I'm trying to use arguments to a data.table to subset (and apply a mean to that subset). Basically I'll pass to the function two keys and several elements of the third key; this seems to be confusing R, but the operation works exactly as expected when done outside of a function environment.
Here's an example that basically gets what I'm trying to do; it returns a solution that is incorrect, while my own code produces an error (text pasted below):
set.seed(12345)
dt<-data.table(yr=rep(2000:2005,each=20),
id=paste0(rep(rep(1:10,each=2),6)),
deg=paste0(rep(1:2,60)),
var=rnorm(120),
key=c("yr","id","deg"))
fcn <- function(yr,ids,deg){
dt[.(yr,ids,deg),mean(var)]
}
fcn(2004,paste0(1:3),"1")
This is giving an answer, but it's totally wrong (more on that in a second).
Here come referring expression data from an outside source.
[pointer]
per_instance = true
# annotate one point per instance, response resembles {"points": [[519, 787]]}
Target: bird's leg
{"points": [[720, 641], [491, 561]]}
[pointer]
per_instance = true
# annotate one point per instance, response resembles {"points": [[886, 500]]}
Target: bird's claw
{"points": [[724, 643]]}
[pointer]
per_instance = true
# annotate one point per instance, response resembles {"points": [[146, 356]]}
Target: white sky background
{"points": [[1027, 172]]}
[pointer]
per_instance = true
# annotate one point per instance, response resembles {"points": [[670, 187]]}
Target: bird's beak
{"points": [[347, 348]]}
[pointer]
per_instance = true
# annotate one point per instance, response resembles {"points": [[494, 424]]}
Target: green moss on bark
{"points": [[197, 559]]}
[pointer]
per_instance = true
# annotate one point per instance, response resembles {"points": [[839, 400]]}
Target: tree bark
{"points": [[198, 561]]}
If I do this by hand, there's no problem:
> fcn(2004,paste0(1:3),"1")
[1] 0.1262586
> dt[yr==2004&id %in% paste0(1:3)°=="1",mean(var)]
[1] 0.4374115
> dt[.(2004,paste0(1:3),"1"),mean(var)]
[1] 0.4374115
To crack what's going on, I changed the fcn code to:
fcn <- function(yr,ids,deg){
dt[.(yr,ids,deg),]
}
Which yields:
> fcn(2004,paste0(1:3),"1")
yr id deg var
1: 2000 1 1 0.5855288
2: 2000 2 2 -0.4534972
3: 2000 3 1 0.6058875
4: 2000 1 2 0.7094660
5: 2000 2 1 -0.1093033
---
116: 2005 2 2 -1.3247553
117: 2005 3 1 0.1410843
118: 2005 1 2 -1.1562233
119: 2005 2 1 0.4224185
120: 2005 3 2 -0.5360480
Basically, fcn has done no subsetting! Why is this happening? Really frustrated.
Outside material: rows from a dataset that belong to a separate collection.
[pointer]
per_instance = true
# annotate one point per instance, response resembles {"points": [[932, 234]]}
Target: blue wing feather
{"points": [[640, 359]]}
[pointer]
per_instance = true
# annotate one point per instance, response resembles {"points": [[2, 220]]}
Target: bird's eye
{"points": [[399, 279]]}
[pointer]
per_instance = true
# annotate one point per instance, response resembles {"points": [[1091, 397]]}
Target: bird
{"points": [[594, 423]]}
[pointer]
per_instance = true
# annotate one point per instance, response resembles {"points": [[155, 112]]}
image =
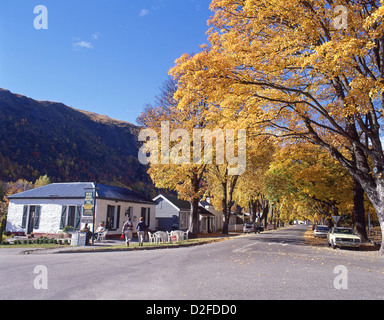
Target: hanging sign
{"points": [[88, 204]]}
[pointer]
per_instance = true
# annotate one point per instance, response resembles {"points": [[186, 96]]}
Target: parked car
{"points": [[320, 231], [249, 227], [259, 228], [343, 237]]}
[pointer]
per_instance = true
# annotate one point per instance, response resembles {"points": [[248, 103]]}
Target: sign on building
{"points": [[88, 205]]}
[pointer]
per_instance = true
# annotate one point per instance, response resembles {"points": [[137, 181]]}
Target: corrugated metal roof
{"points": [[78, 189]]}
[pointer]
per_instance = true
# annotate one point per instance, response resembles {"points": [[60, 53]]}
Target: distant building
{"points": [[173, 213], [51, 208]]}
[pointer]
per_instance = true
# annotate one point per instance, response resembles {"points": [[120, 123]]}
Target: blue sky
{"points": [[108, 57]]}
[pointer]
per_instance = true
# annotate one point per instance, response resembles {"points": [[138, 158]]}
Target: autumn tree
{"points": [[174, 169], [302, 70], [304, 179]]}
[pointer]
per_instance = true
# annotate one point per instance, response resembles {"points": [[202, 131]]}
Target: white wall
{"points": [[101, 213], [50, 214]]}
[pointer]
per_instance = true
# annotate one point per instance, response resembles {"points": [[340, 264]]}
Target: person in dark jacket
{"points": [[141, 228]]}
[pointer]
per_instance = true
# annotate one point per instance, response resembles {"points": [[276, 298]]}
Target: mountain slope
{"points": [[42, 137]]}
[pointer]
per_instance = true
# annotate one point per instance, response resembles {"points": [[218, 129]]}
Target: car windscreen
{"points": [[344, 231]]}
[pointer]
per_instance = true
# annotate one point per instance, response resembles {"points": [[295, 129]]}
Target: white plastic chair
{"points": [[161, 236], [179, 235], [151, 237], [102, 235]]}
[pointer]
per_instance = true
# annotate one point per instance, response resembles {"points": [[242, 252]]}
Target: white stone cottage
{"points": [[173, 213], [49, 209]]}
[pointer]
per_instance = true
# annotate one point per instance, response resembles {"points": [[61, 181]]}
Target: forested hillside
{"points": [[41, 137]]}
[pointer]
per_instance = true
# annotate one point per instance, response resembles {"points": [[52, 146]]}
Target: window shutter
{"points": [[36, 223], [25, 214], [78, 217], [118, 217], [63, 217]]}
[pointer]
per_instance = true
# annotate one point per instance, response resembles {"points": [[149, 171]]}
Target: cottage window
{"points": [[146, 215], [113, 217], [31, 218], [183, 220], [70, 216]]}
If I only pass one key instead of three, dt subsets on the middle key only. Weird:
> fcn(2004,"1","1")
yr id deg var
1: 2000 1 1 0.5855288
2: 2000 1 2 0.7094660
3: 2000 1 1 0.5855288
4: 2000 1 2 0.7094660
5: 2000 1 1 0.5855288
---
116: 2005 1 2 -1.1562233
117: 2005 1 1 0.2239254
118: 2005 1 2 -1.1562233
119: 2005 1 1 0.2239254
120: 2005 1 2 -1.1562233
But if I pass only the middle keys to the function, it works fine:
fcn <- function(ids){
dt[.(2004,ids,"1")]
}
> fcn(paste0(1:3))
yr id deg var
1: 2004 1 1 0.6453831
2: 2004 2 1 -0.3043691
3: 2004 3 1 0.9712207
Final edit: problem solved, but it would still be nice to know what exactly was going wrong:
Rename the arguments:
fcn <- function(yyr,ids,ddeg){
dt[.(yyr,ids,ddeg),mean(var)]
}
Something about re-using the column names as variable names caused an issue, it seems--but I'm still not fully understanding what went wrong.